Essay and Aphorisms, tr. R. J. Hollingdale, Penguin, 1970, page 210.

Friday: August 12, 2005

Idea For A Bumper Sticker

Filed under: — site admin @ 12:40 AM GMT-0500

I’ve seen a lot of these on cars in various states:

If you want peace,
work for justice.

I always want to add a postscript:

If you want justice,
you may have to go to war.

Home At Last

Filed under: — site admin @ 12:26 AM GMT-0500

Three weeks into my lease, I have finally finished moving all my stuff to Raleigh, though there’s plenty of unpacking still to do. At the worst of it, when I had hastily unloaded three truckloads and unpacked very little, the place felt rather like the burrow of a gopher or groundhog: completely full of furniture and stacks of boxes, with meandering paths, just wide enough for me to squeeze through, connecting the front door to the kitchen, the armchair, the table with the laptop, the bathroom, and the corner of the bedroom with the futon in it. As I get the books out of boxes and into the bookshelves and then flatten the boxes, it’s starting to clear out a bit and look fit for human habitation.

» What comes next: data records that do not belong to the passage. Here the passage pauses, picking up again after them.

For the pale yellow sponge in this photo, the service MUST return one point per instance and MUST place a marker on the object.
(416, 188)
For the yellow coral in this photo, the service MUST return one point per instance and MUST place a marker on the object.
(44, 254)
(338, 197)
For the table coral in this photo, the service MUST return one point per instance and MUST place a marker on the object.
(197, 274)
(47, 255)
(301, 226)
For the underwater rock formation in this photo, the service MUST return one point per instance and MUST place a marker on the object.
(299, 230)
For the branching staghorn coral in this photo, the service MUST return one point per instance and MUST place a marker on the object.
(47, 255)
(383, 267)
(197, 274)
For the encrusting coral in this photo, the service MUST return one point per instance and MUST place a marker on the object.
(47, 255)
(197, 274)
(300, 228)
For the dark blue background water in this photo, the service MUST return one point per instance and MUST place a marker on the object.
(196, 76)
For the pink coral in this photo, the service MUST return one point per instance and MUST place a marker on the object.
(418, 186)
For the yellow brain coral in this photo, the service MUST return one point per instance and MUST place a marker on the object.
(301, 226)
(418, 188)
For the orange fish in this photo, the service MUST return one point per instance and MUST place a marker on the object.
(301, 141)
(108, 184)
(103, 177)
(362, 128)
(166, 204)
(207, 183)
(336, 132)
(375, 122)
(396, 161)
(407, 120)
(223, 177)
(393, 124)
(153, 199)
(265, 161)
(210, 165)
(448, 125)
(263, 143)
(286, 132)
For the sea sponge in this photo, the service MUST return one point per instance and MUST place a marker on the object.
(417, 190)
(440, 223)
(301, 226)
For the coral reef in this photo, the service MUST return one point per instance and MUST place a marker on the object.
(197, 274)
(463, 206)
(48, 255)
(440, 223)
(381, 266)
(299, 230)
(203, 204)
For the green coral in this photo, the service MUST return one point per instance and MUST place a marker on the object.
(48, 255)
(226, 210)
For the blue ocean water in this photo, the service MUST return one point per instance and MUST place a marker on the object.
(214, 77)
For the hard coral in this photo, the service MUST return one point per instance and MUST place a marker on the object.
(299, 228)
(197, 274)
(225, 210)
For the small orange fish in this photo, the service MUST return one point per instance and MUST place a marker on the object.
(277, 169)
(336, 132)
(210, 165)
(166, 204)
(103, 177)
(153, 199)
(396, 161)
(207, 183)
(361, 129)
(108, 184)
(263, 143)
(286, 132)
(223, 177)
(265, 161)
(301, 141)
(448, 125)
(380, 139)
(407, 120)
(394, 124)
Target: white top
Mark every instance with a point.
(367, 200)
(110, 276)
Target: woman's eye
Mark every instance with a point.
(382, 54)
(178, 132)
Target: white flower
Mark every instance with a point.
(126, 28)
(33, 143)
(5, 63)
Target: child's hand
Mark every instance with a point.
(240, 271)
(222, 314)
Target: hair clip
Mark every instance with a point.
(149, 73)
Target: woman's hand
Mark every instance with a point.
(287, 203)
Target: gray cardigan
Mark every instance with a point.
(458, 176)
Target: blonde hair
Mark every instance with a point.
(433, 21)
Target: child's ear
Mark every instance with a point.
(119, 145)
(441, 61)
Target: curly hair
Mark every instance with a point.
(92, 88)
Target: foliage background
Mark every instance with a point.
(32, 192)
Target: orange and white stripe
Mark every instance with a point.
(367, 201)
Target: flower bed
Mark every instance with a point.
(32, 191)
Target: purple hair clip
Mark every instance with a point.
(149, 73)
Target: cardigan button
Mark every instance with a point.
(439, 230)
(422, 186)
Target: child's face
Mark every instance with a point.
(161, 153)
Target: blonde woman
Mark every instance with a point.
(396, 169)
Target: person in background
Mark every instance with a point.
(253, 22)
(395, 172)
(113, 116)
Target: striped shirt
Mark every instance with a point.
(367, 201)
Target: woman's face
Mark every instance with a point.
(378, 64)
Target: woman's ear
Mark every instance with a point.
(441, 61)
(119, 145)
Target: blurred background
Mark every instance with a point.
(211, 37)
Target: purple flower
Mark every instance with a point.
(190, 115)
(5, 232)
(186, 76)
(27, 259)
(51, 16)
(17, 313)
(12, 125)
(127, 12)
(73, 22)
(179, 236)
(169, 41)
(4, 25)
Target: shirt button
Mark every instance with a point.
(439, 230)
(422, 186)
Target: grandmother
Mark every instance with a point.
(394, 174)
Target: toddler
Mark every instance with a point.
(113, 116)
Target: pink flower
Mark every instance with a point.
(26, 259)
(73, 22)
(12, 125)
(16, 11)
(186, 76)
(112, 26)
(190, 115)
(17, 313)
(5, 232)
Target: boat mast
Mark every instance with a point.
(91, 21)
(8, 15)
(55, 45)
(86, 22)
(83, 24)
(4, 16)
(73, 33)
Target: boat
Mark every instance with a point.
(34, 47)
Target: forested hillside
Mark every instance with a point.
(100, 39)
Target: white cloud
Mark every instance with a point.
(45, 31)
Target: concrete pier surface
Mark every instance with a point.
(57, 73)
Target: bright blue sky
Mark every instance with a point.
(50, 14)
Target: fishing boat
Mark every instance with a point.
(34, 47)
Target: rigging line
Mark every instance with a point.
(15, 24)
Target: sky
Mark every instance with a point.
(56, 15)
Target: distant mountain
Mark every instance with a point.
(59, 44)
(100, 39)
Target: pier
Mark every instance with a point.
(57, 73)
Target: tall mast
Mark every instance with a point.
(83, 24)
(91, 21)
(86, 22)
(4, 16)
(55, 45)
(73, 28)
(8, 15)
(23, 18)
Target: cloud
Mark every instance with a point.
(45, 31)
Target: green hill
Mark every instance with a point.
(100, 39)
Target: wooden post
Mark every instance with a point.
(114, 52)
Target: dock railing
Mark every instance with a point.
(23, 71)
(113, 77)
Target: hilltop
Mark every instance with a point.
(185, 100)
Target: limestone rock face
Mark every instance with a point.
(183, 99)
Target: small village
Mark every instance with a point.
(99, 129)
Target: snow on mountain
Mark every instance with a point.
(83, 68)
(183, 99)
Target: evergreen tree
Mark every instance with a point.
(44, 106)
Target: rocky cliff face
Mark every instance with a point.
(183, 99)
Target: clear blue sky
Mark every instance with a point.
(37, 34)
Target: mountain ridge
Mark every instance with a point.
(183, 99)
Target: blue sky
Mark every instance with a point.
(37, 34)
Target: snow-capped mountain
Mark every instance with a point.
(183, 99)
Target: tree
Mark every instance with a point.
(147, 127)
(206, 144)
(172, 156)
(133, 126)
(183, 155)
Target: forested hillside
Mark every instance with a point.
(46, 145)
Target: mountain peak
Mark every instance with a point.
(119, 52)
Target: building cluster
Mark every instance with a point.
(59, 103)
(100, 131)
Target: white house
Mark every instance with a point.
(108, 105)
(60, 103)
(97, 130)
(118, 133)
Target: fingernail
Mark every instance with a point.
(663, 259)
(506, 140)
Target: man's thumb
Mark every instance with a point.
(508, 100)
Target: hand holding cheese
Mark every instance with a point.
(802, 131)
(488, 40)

Following up on the last part of my previous post, not only is there a Powhite (Po’ White?) Parkway in Richmond, there’s a Pohick (Po’ Hick?) Road ninety miles further north near Alexandria. There’s also a Po River in between which does not seem to have anything to do with the Italian Po. It is one of the three tributaries of the Mattaponi, and the other two are (can you guess?) the Matta and the Ni. It’s fortunate that whoever named the rivers — presumably the local Indians — did not take their agglutinative naming convention to the next level, or the river into which the Mattaponi flows would be the Mattaponipamunkey or the Pamunkeymattaponi, after its two principal tributaries. Then again, perhaps they did, giving the colonists all the more reason to rename it the York River.

More substantive posts on politics and literature should follow shortly.